If this is your first time reading my Auto Specialist column, welcome. Our purpose here is to help readers figure out what is happening under the hood of their vehicles. After all, car parts don’t last forever. The older they get, the more likely they are to malfunction, or fail entirely. The problem is that when they do, the reason is not always clear. What’s more, it’s often not even clear which part is causing the problem in the first place.
I’ve been receiving a ton of great questions from readers. So, thanks to all of you. I’d like to remind those of you writing in with your car problems to include your vehicle’s make, model, year, and mileage. You may be surprised by how much that helps.
Let’s jump right in with today’s questions.
Question: I own a gorgeous 1998 Ford Mustang with a little over 121,000 miles. Last week, I took the normal brake pads off and had the guy at my local garage put on Hawk Performance Ceramic pads. That same day, my brakes started to squeal. Now, I realize that new pads can sometimes do that, but it hasn’t gone away. In fact, the squealing seems to be getting louder.
Here’s my question for you. Are the performance brake pads not suited for my Mustang? Or, did the mechanic put them on badly? I realize that squealing is usually caused by vibrations between the pad and rotor. But, I’m pretty sure the pads aren’t loose, because they came with clips that lock into place. For what it’s worth, my car stops on a dime with these brakes, so I don’t want to get rid of them. Care to give me your best guess on why they’re squealing?
Answer: Hi Chad. The answer is probably simpler than you imagine, but I doubt you’ll like it. The fact is, performance brakes squeal. Even if they’re locked into place, they’re noisy. That means your options are limited to tolerating the noise or putting the old brake pads back on. From what you’ve described, I don’t think they’re malfunctioning.

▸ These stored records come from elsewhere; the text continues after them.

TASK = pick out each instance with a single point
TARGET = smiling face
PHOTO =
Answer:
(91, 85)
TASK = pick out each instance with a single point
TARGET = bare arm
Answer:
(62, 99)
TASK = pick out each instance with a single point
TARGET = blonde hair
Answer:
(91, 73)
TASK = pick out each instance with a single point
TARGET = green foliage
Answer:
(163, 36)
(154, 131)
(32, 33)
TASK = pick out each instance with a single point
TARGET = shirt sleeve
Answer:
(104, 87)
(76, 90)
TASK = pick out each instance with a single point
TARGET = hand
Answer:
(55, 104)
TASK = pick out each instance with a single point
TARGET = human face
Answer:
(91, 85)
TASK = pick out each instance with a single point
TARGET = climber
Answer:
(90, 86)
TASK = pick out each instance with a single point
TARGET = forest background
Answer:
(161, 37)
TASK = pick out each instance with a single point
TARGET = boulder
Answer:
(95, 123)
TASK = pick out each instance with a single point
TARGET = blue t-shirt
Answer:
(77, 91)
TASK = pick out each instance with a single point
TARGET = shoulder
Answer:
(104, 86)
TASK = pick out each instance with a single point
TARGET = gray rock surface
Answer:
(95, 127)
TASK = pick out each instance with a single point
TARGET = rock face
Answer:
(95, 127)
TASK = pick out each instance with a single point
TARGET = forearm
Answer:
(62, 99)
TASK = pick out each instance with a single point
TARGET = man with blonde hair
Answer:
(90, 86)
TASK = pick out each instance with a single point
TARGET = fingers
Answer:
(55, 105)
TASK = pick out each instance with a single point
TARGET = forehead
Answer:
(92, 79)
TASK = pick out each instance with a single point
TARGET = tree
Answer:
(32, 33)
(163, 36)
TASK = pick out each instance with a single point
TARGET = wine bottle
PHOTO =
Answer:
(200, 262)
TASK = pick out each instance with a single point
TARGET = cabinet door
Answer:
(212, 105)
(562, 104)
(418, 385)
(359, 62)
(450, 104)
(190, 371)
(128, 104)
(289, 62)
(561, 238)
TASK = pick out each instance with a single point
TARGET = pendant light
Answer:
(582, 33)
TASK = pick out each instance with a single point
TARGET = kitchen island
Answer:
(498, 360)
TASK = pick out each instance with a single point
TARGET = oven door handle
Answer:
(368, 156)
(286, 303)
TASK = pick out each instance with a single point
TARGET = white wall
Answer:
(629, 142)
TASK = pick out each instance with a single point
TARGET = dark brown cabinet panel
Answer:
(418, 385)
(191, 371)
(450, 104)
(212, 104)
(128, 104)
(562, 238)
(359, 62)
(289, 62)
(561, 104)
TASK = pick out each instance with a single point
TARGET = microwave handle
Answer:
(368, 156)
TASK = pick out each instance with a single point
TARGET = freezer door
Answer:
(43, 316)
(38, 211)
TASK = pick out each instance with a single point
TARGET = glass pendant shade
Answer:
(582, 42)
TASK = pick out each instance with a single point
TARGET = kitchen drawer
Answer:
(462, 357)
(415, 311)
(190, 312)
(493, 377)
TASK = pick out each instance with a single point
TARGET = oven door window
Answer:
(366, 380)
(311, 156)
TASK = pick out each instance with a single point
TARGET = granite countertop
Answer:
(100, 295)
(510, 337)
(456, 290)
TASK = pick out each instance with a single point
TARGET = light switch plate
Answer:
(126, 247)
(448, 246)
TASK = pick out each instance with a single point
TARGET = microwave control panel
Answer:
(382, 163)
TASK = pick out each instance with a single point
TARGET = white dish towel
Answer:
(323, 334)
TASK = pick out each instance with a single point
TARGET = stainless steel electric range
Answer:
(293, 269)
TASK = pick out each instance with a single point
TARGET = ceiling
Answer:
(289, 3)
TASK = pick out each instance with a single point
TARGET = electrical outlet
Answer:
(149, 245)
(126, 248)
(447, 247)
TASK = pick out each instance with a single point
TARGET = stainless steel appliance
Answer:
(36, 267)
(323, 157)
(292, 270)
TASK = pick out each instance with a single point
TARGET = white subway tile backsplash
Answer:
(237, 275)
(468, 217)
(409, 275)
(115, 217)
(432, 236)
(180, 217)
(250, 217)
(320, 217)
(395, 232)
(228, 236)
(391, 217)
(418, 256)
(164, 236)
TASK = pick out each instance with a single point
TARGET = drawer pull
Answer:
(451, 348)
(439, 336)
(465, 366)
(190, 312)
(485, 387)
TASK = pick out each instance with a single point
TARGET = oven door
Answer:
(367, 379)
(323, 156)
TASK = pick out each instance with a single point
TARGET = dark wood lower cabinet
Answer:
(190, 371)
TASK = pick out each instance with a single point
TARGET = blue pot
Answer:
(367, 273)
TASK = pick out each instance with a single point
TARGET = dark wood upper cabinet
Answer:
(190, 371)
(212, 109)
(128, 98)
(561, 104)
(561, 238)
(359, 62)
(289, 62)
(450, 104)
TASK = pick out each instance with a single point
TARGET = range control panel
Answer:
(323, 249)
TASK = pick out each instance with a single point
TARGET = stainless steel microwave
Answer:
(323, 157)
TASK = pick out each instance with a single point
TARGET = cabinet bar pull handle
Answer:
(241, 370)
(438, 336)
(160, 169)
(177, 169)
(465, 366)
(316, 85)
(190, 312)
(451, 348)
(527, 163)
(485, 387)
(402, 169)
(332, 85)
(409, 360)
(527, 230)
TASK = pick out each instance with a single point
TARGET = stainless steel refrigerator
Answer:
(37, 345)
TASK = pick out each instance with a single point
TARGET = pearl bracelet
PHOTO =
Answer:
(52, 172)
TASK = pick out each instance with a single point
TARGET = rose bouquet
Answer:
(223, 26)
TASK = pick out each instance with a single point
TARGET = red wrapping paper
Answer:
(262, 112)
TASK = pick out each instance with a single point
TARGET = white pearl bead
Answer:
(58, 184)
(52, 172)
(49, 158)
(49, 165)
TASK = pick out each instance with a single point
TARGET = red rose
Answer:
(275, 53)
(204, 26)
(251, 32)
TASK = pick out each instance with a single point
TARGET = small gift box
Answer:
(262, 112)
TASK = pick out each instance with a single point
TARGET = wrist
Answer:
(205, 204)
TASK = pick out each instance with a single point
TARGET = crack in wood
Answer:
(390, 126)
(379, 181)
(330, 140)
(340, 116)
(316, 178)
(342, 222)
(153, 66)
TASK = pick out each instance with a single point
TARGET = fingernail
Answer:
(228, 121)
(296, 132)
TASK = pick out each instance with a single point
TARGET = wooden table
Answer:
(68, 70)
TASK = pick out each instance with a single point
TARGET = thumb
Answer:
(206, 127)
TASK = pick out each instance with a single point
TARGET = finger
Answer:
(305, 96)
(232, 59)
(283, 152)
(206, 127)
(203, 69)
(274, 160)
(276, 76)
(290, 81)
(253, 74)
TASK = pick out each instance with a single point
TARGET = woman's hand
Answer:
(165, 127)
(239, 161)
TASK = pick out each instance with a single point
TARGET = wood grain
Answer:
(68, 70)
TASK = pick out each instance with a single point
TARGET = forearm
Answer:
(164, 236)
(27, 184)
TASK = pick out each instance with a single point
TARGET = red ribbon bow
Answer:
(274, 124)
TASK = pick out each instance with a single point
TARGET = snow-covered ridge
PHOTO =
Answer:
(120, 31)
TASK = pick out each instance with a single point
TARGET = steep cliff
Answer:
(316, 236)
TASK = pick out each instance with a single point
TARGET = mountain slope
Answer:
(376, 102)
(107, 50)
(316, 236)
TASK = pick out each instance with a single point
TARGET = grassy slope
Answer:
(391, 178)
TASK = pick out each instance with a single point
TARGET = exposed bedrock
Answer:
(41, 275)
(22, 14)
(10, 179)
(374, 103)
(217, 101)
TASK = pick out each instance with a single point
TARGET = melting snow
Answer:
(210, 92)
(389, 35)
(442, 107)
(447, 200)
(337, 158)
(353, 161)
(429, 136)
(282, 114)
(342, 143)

Question: I have a 2003 Toyota Sienna and the odometer reads 82,000. In December of last year, my car’s alternator died. I had it towed to a garage near where I live and asked the guys working there to replace it. They also did a check for fault codes, but didn’t find any.
In February, the replacement died when I was on the freeway. Very frustrating to say the least. I had my car towed to the same repair shop and had them check it out. Again, no fault codes. But, they replaced the alternator and didn’t charge me for it. A few weeks ago, the darn thing died again. This is the third alternator. My car is sitting in my garage, because I’m not sure what to do. Luckily, my wife can drive me back and forth to work. Any ideas?
Answer: Thanks for your question, Gary. My first guess is that the repair garage is putting in low-quality alternators in your car. I don’t know where they’re buying them from, but I’ll bet they’re not OEM. If they are OEM or high-quality replacements, I’d be willing to bet there’s a problem with the PCM. That could be why the mechanics are not finding any fault codes.
First, I’d ask them about the quality of their alternators. If you need to pay a little more for a top-notch replacement, it’s worth it.
Thanks again to Chad and Gary. Both of your questions will add nicely to our growing library of automotive knowledge. We’ll attack a few new questions in the next segment, so make sure to join me for it. Until then, drive safely.